PEAR: Phrase-Based Hand-Object Interaction Anticipation
Zichen Zhang, Hongchen Luo, Wei Zhai, Yang Cao, Yu Kang
TL;DR
This work tackles the challenge of anticipating a complete hand-object interaction, including pre-contact intention and post-contact manipulation. It introduces PEAR, a four-module framework that uses image-phrase fusion, intention exca vation, DEQ-based manipulation extraction, and probabilistic decoding with C-VAE decoders to jointly predict motion trends, hotspots, trajectories, and hand poses. A key contribution is the cross-alignment of verbs, nouns, and images to reduce intention uncertainty, paired with dynamic bidirectional constraints between intention and manipulation to mitigate manipulation uncertainty. The authors validate on the new EGO-HOIP dataset, achieving state-of-the-art results across multiple metrics and demonstrating robust, coherent predictions suitable for embodied AI and human-robot collaboration.
Abstract
First-person hand-object interaction anticipation aims to predict the interaction process over a forthcoming period based on current scenes and prompts. This capability is crucial for embodied intelligence and human-robot collaboration. The complete interaction process involves both pre-contact interaction intention (i.e., hand motion trends and interaction hotspots) and post-contact interaction manipulation (i.e., manipulation trajectories and hand poses with contact). Existing research typically anticipates only interaction intention while neglecting manipulation, resulting in incomplete predictions and an increased likelihood of intention errors due to the lack of manipulation constraints. To address this, we propose a novel model, PEAR (Phrase-Based Hand-Object Interaction Anticipation), which jointly anticipates interaction intention and manipulation. To handle uncertainties in the interaction process, we employ a twofold approach.
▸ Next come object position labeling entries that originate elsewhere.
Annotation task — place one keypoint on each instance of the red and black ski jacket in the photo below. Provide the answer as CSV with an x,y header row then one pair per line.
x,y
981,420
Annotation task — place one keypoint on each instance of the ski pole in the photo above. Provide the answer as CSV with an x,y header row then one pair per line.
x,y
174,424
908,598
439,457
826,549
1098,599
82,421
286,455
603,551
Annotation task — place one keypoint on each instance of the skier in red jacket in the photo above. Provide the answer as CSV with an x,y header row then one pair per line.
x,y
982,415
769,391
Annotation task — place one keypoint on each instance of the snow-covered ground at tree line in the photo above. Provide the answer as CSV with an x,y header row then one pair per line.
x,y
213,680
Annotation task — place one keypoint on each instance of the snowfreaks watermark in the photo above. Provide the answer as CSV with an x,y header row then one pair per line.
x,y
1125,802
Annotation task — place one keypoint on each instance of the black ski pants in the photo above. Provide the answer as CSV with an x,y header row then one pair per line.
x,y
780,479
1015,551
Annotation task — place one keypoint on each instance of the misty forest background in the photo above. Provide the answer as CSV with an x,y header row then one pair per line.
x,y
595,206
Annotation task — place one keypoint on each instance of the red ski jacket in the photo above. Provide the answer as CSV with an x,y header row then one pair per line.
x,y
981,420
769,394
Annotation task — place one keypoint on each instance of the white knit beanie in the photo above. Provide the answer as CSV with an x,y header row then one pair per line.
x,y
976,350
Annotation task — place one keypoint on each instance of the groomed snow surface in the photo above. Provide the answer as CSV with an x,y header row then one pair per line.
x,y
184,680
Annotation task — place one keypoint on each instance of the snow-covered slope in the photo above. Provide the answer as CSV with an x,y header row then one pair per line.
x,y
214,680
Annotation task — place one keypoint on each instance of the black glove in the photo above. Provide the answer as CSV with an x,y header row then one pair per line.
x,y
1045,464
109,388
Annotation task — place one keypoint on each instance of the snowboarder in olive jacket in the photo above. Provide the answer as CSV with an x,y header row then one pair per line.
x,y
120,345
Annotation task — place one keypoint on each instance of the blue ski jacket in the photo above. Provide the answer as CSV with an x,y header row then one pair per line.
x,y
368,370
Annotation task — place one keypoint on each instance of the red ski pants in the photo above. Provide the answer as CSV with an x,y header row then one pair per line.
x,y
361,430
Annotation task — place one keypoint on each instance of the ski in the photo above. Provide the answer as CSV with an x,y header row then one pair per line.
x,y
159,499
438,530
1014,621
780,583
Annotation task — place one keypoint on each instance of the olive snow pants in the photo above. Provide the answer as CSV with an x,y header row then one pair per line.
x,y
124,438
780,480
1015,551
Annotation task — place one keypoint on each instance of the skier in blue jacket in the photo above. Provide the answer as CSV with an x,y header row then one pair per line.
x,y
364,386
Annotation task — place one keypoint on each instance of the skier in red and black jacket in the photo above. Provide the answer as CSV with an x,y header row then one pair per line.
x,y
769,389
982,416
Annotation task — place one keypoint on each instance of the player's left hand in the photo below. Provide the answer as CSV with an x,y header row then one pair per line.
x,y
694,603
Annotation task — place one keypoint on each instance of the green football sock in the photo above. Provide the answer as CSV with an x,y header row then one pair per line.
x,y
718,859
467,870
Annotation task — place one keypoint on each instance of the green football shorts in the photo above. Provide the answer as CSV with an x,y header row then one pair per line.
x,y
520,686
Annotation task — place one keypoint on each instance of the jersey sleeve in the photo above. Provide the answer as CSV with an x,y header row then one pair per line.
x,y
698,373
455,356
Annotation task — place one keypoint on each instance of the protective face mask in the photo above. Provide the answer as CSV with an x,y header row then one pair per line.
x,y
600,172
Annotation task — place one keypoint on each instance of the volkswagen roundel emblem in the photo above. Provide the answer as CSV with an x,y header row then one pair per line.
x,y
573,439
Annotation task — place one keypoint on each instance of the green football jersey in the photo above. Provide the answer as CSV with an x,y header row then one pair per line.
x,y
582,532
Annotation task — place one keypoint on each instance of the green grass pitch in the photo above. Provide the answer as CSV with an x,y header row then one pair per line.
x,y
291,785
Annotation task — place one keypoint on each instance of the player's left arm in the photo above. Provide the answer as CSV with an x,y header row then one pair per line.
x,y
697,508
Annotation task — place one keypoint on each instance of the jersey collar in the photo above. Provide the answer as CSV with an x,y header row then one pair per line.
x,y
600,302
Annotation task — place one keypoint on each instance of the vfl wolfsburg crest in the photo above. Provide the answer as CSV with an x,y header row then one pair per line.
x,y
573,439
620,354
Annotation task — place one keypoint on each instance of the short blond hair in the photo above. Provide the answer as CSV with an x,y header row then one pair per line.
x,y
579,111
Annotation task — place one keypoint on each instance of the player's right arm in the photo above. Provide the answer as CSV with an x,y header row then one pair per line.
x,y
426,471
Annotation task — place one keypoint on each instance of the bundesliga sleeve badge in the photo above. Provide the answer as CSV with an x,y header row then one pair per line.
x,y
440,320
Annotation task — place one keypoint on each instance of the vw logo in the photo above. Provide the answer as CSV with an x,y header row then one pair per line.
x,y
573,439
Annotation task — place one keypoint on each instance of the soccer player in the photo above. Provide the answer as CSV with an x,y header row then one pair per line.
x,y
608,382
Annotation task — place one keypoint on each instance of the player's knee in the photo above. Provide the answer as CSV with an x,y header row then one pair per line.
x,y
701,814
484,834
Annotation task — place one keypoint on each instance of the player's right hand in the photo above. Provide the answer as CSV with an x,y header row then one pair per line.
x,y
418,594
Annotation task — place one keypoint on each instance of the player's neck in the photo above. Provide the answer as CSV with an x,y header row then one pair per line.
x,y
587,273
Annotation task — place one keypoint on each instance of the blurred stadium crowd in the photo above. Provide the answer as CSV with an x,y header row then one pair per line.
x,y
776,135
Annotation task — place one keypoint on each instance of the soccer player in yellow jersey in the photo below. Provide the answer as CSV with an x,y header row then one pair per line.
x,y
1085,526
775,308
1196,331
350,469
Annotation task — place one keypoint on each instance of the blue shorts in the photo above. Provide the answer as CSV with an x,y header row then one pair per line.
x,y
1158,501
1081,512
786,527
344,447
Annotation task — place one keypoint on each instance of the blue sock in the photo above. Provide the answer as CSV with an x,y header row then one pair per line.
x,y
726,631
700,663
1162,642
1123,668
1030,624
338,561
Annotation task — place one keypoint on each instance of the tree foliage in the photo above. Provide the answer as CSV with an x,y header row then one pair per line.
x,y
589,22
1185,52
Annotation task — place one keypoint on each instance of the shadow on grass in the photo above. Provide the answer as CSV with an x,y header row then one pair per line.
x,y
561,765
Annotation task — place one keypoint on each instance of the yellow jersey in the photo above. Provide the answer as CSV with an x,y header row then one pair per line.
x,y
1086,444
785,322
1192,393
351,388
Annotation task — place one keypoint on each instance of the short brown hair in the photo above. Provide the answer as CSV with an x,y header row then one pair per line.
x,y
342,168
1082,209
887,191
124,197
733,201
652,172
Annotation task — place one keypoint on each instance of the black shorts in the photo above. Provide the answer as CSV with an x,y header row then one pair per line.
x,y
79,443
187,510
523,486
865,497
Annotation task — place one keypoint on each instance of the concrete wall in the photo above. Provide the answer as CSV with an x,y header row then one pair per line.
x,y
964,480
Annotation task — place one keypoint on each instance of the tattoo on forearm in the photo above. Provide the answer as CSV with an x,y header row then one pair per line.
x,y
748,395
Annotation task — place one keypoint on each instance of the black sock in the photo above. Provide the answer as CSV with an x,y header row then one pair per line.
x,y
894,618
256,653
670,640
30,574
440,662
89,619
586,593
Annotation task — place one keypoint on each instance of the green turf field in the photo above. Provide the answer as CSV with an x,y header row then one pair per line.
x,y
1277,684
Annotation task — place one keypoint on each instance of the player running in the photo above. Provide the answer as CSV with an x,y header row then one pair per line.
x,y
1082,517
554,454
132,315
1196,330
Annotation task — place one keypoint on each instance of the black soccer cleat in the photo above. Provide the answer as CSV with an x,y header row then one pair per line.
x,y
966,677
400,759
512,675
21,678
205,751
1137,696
Firstly, we perform cross-alignment of verbs, nouns, and images to reduce the diversity of hand movement patterns and object functional attributes, thereby mitigating intention uncertainty. Secondly, we establish bidirectional constraints between intention and manipulation using dynamic integration and residual connections, ensuring consistency among elements and thus overcoming manipulation uncertainty. To rigorously evaluate the performance of the proposed model, we collect a new task-relevant dataset, EGO-HOIP, with comprehensive annotations. Extensive experimental results demonstrate the superiority of our method.